We wanted to open a place for zwanzeurs, says Tom, chef and owner of Les Petits Bouchons. In the dialect of Brussels, this roughly translates into a place for people who love to have a laugh, drinks have fun in general. When they took over the restaurant in May 2018, Tom and his wife Sylvie knew exactly what they were looking for: a place with a local history, looking like a bistro. A real quality Belgian restaurant, far from tourists’ traps, where he could prepare traditional recipes with some personal twists. But also a place that would be alive, with zwanze, from where customers would go home slightly drunk.

A place where things would happen, and mostly, not a boring and quiet restaurant. That’s everything we love, and the only other place we could compare it to, is Les Brigittines.

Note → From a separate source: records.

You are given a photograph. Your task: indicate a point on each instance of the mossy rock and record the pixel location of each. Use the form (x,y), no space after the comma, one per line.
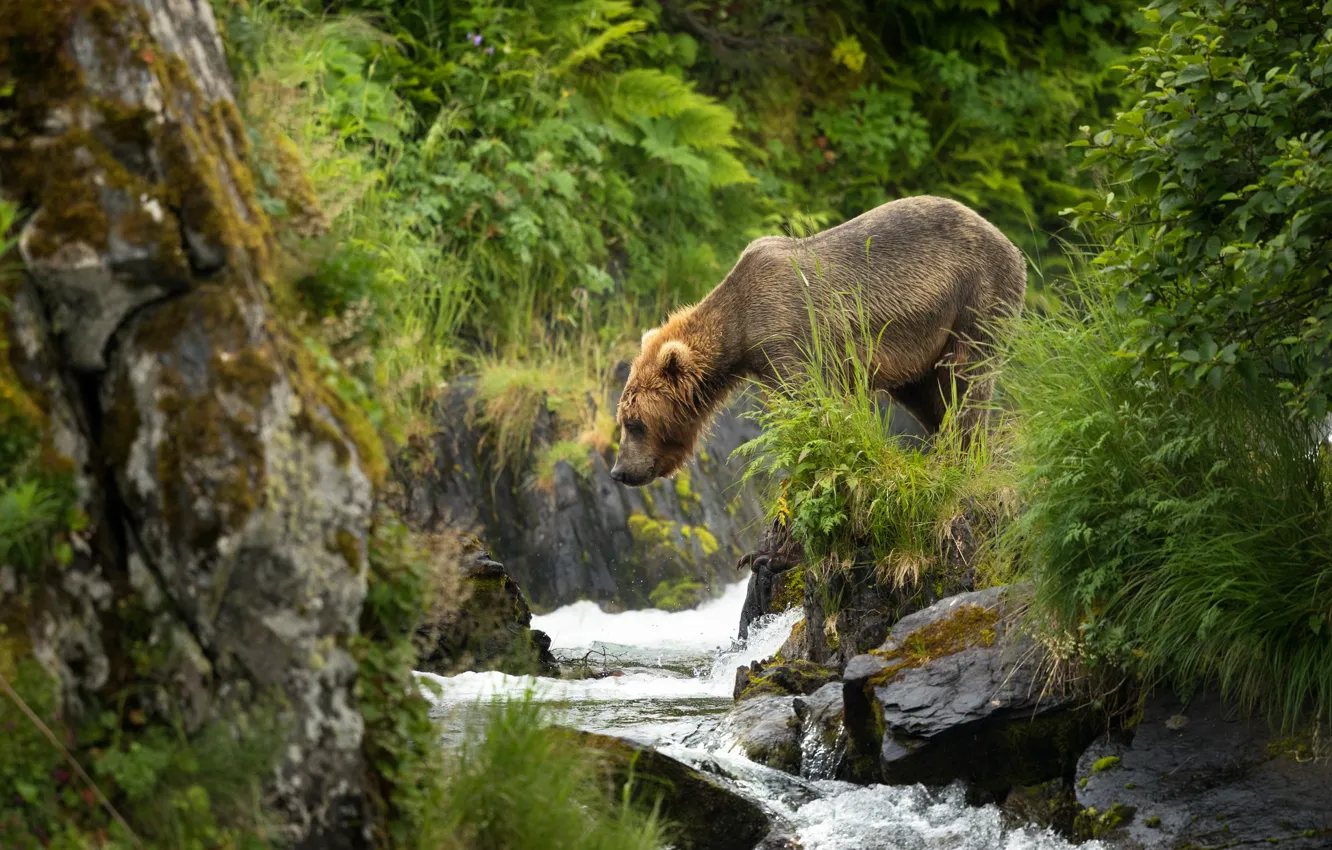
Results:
(489,630)
(958,692)
(702,813)
(678,594)
(791,678)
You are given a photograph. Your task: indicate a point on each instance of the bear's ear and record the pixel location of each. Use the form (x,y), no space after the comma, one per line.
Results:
(675,359)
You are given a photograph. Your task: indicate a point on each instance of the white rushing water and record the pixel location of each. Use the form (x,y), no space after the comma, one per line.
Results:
(678,674)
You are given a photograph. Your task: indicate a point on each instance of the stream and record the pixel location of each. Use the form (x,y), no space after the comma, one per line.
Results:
(677,684)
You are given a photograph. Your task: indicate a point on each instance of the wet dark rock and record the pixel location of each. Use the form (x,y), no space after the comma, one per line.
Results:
(766,729)
(585,537)
(705,813)
(490,629)
(1046,805)
(822,732)
(959,692)
(1198,774)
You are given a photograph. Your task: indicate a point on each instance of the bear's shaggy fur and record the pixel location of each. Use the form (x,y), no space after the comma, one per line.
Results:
(927,273)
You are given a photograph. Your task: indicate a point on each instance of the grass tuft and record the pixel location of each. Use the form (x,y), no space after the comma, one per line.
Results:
(518,784)
(1182,536)
(843,481)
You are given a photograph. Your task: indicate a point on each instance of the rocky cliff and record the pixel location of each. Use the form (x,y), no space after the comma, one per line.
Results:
(585,536)
(207,589)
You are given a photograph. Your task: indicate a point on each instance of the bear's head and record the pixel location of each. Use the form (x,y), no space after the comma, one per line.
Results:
(660,412)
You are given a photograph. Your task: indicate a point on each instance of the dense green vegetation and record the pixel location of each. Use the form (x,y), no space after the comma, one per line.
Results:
(516,189)
(1164,420)
(1170,457)
(843,485)
(540,181)
(1218,221)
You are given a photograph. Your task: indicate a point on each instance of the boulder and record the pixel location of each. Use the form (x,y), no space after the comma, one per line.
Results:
(249,504)
(766,729)
(866,605)
(959,692)
(581,536)
(489,630)
(215,581)
(1196,774)
(703,813)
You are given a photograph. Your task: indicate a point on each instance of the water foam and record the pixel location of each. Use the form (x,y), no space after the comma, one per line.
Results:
(702,636)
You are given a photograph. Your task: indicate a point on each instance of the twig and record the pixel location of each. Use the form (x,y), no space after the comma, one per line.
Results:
(73,762)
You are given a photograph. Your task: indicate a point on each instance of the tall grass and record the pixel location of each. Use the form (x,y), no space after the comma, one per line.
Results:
(1184,536)
(517,784)
(843,481)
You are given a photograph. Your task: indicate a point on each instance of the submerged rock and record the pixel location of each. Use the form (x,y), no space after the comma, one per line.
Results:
(766,730)
(958,692)
(705,814)
(1200,776)
(489,630)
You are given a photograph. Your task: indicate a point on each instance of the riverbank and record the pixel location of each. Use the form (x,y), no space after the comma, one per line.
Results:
(674,684)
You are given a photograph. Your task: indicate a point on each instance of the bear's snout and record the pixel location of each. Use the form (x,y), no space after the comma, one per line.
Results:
(636,480)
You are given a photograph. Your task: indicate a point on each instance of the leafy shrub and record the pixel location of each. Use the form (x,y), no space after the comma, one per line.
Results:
(1222,196)
(1182,534)
(959,97)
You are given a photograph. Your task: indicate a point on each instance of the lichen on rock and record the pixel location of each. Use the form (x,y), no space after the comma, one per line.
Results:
(252,524)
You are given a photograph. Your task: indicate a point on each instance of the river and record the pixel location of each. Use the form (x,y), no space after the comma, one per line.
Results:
(677,682)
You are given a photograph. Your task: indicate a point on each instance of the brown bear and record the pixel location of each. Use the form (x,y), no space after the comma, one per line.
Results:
(927,273)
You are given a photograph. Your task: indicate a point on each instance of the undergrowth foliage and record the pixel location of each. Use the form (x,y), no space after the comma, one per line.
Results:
(1218,216)
(843,480)
(518,784)
(1183,536)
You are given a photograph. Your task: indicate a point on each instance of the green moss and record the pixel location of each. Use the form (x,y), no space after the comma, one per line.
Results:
(970,625)
(562,450)
(328,416)
(789,590)
(678,594)
(795,677)
(1094,824)
(706,541)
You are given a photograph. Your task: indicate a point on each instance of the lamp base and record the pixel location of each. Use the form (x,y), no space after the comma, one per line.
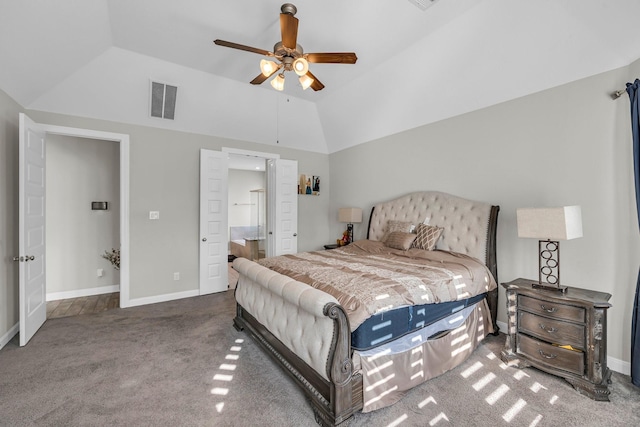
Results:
(548,287)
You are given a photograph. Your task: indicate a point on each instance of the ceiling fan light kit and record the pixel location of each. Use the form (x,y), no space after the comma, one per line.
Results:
(290,55)
(305,81)
(278,82)
(268,67)
(300,66)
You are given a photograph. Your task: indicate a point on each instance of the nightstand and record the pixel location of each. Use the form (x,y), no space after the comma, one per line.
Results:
(564,334)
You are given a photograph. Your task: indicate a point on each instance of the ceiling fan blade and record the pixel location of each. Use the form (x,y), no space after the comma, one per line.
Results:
(332,58)
(242,47)
(289,30)
(317,84)
(260,78)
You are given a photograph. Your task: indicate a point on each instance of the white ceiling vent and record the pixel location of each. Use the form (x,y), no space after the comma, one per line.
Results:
(163,100)
(423,4)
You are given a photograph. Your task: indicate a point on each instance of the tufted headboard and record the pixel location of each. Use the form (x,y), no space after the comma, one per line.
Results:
(469,226)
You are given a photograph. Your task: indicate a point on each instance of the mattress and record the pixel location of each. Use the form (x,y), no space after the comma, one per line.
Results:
(387,326)
(390,370)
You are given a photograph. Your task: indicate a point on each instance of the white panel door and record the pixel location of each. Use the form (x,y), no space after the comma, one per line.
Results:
(31,211)
(286,207)
(214,176)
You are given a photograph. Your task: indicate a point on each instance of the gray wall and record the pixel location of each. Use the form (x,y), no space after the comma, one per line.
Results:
(164,176)
(79,171)
(9,110)
(564,146)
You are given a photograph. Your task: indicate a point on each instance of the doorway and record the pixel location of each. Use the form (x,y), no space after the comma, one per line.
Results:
(247,206)
(82,225)
(31,218)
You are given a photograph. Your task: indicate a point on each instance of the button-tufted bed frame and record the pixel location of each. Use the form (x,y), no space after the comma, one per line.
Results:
(307,331)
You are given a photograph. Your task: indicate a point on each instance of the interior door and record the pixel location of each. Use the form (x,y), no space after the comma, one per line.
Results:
(214,177)
(31,211)
(285,220)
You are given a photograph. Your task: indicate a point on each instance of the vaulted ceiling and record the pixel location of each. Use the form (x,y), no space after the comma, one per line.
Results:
(96,58)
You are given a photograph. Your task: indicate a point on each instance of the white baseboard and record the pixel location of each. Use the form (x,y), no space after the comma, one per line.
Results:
(614,364)
(54,296)
(163,298)
(9,335)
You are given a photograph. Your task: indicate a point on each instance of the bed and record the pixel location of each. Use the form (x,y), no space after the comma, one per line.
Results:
(359,326)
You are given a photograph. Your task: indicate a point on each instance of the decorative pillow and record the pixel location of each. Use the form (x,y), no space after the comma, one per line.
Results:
(405,227)
(400,240)
(427,236)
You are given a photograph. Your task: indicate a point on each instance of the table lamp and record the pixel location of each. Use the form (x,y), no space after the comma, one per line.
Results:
(549,226)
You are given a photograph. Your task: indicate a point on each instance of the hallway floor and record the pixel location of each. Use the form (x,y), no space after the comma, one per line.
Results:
(82,305)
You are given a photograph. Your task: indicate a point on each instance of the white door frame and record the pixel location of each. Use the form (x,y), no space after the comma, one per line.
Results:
(214,213)
(123,139)
(271,202)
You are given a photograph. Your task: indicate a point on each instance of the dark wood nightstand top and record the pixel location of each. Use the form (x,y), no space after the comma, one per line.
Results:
(597,298)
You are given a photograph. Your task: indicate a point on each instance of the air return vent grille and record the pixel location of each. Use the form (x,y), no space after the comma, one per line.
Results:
(423,4)
(163,100)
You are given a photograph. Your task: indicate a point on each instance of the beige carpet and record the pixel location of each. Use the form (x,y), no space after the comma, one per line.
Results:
(181,363)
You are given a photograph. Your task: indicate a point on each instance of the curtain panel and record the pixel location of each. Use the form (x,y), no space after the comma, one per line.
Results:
(632,90)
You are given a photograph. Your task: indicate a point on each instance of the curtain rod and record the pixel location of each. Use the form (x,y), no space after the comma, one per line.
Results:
(617,94)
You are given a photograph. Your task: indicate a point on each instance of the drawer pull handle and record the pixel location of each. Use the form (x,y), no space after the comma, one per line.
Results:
(548,310)
(551,330)
(547,355)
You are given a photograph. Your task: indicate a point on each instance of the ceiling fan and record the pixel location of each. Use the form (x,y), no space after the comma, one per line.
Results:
(290,55)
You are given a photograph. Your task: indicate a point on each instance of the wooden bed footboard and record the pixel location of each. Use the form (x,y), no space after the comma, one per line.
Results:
(335,394)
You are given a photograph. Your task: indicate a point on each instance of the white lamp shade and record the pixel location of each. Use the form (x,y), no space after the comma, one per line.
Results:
(305,81)
(268,67)
(350,215)
(300,66)
(278,82)
(563,223)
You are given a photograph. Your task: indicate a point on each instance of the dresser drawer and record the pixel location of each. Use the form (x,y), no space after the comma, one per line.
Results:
(552,309)
(550,355)
(552,330)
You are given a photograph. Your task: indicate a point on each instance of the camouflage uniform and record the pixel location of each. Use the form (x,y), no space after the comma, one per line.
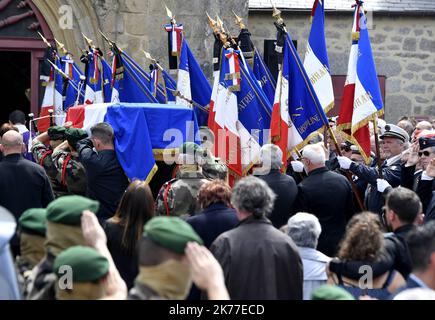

As it turns out, Tom did actually work at Les Brigittines, among other places. After having his own bistro in Mouscron for over ten years, he worked at Café des Spores and at Les Brigittines, before taking over Les Petits Bouchons. Today, this “Flemish raised in Wallonia”, like he says so himself, reinterprets Belgian classics without altering their essence, nor doing too much. His moules-frites are Bouchot mussels, and his anguilles au vert is prepared with burbot from Ostend instead of eel. We had the white asparagus, served with yellow wine sauce and morels (17,50€), and finish the sauce with delicious bread from Hopla Geiss. To die for. Then came the shrimp croquettes (17,50€), filled with grey shrimp and extremely soft – a real success even though Tom was not yet a 100% satisfied with the breading. As for the wines, they’re mostly natural, which has caused them to be wrongly nicknamed Parisian Bistrot. All we know, is that by looking at the menu, you can’t go wrong for a second about what this place is really about.